MBA Chart of the Week: Year-to-Date Net Change in Bank Holdings of Multifamily, Commercial Property Loans

 

The Federal Deposit Insurance Corp. will soon release its Quarterly Banking Profile showing how the balance sheets of banks changed over the course of the second quarter.   

Those data are likely to show a continuation in the strong growth in banks’ holdings of multifamily and commercial mortgages, with increases of each running at or near record paces. But even more recent data from the Federal Reserve Board in this week’s chart indicates that we may already be on to the next chapter of the story.  

Through the second quarter, banks’ holdings of multifamily mortgages had grown by $18 billion, roughly on pace with last year’s record rate. The $55 billion first-half increase in banks’ holdings of mortgages secured by other commercial property types was roughly 50 percent faster than the 2015 pace. But that may be old news.   

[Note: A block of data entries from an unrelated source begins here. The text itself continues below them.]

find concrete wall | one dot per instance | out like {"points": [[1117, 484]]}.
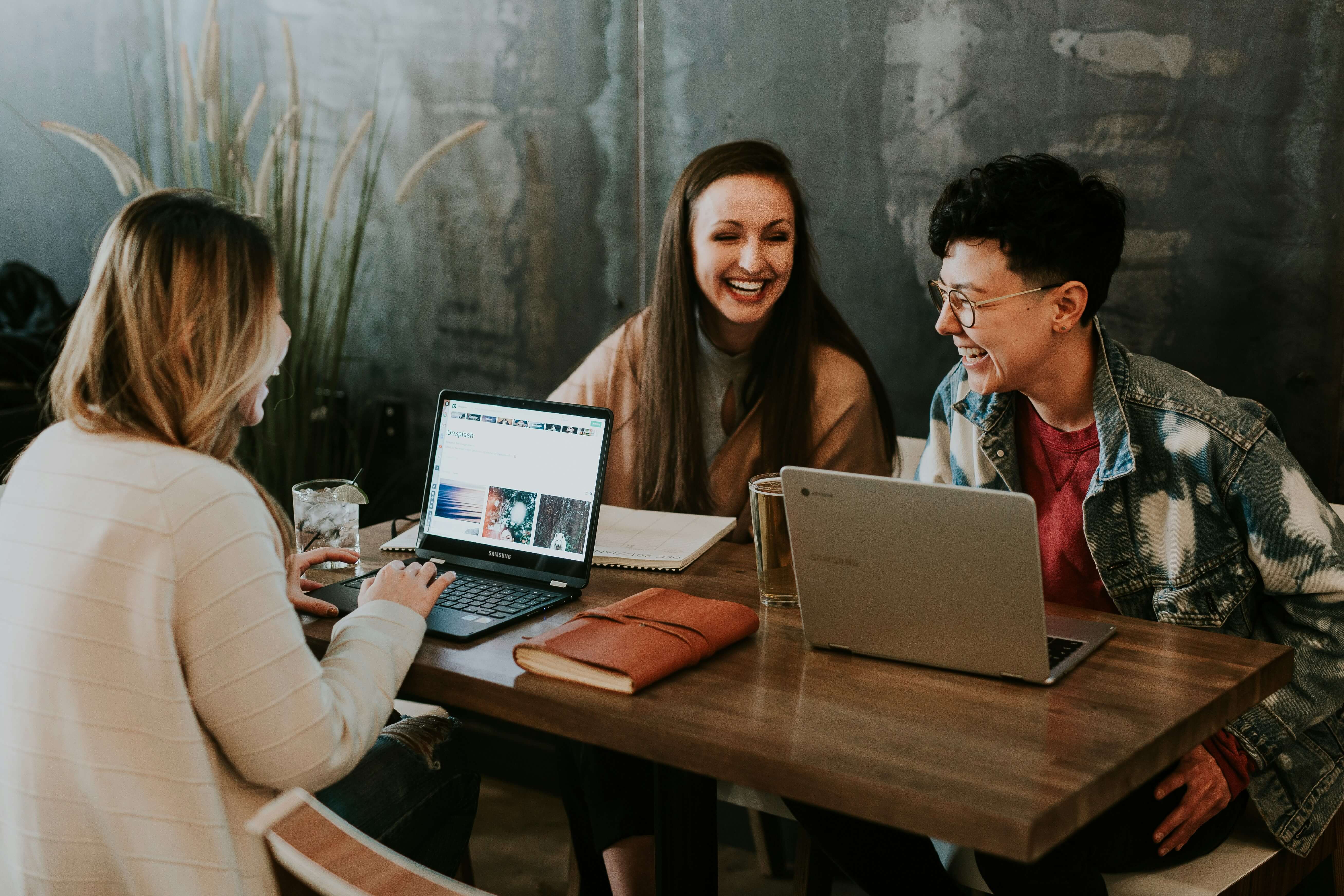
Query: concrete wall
{"points": [[1218, 117]]}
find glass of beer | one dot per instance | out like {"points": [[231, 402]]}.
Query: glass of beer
{"points": [[771, 531]]}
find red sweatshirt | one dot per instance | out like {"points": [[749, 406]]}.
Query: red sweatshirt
{"points": [[1057, 468]]}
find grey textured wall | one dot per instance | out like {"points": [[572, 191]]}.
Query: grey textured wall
{"points": [[1220, 117]]}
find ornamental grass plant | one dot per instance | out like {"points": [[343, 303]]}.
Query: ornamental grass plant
{"points": [[307, 432]]}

Over the past three weeks–starting the week of July 20 and continuing at least through August 10–commercial banks have been reducing their aggregate holdings of multifamily mortgages. The three-week, $1.3 billion decline is a small fraction of their overall holdings, but the reversal from growing to shrinking portfolios is noteworthy.  

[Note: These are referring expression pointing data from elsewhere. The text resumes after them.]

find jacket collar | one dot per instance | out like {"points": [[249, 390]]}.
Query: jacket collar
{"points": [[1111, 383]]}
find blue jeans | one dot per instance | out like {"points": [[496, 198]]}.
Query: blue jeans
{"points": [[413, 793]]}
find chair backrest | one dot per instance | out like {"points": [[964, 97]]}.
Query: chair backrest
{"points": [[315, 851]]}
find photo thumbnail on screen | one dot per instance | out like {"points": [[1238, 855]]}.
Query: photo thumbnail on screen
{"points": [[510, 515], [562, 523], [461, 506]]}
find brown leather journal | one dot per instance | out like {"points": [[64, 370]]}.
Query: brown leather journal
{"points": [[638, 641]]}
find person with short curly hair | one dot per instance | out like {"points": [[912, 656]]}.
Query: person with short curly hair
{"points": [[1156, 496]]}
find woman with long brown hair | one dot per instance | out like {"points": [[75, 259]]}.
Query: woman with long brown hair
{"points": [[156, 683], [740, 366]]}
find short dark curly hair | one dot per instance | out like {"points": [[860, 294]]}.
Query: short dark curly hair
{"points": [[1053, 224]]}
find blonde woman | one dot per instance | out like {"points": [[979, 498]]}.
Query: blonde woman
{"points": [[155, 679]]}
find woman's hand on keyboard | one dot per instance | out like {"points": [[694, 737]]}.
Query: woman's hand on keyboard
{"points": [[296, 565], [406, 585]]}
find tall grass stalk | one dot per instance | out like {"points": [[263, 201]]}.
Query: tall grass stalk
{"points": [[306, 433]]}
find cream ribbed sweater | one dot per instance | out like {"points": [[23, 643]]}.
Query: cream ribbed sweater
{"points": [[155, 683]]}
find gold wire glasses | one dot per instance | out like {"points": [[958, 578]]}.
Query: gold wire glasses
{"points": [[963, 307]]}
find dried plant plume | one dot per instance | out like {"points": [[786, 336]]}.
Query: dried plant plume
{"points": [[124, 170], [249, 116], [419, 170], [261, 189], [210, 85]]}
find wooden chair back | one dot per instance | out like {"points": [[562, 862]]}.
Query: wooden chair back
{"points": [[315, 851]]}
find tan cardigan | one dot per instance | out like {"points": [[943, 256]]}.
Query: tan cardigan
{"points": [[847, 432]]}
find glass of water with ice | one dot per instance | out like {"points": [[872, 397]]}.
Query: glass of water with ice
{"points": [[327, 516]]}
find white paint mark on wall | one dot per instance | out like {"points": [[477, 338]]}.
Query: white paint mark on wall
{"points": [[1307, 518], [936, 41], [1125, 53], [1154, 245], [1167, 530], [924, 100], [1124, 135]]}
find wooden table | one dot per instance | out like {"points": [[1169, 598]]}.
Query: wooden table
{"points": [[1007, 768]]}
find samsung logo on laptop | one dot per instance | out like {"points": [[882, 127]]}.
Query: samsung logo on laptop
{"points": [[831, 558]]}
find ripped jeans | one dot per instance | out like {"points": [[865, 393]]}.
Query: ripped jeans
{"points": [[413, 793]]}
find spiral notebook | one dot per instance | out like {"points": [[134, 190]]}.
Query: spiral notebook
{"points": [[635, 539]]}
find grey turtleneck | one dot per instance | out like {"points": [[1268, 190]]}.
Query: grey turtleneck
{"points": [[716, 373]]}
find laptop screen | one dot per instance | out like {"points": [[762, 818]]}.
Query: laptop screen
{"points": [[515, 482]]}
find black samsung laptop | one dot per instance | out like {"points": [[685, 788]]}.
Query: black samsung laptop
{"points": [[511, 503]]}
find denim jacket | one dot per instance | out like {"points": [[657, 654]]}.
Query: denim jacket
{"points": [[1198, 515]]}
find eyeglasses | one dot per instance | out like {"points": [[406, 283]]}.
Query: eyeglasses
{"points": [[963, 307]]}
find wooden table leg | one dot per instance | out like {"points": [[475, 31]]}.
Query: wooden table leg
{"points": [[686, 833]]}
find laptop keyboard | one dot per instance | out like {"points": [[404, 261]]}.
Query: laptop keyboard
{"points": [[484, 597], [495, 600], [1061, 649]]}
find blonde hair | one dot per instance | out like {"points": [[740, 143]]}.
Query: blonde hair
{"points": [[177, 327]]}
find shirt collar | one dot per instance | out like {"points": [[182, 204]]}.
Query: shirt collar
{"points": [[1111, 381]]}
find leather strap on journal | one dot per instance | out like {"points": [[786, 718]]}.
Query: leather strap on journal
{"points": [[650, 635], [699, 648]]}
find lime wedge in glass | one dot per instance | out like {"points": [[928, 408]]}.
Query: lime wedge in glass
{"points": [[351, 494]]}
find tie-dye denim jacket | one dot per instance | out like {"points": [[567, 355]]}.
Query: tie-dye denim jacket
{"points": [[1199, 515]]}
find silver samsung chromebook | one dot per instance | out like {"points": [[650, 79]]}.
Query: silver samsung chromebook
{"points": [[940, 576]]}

As we noted in our March Datanote (https://www.mba.org/2016-press-releases/march/mba-releases-research-datanote-on-sources-of-commercial-and-multifamily-mortgage-financing), this year’s regulatory pressures have the potential to affect the availability of commercial and multifamily mortgage financing. The current decline in bank multifamily lending may be a key early indicator of that starting to happen.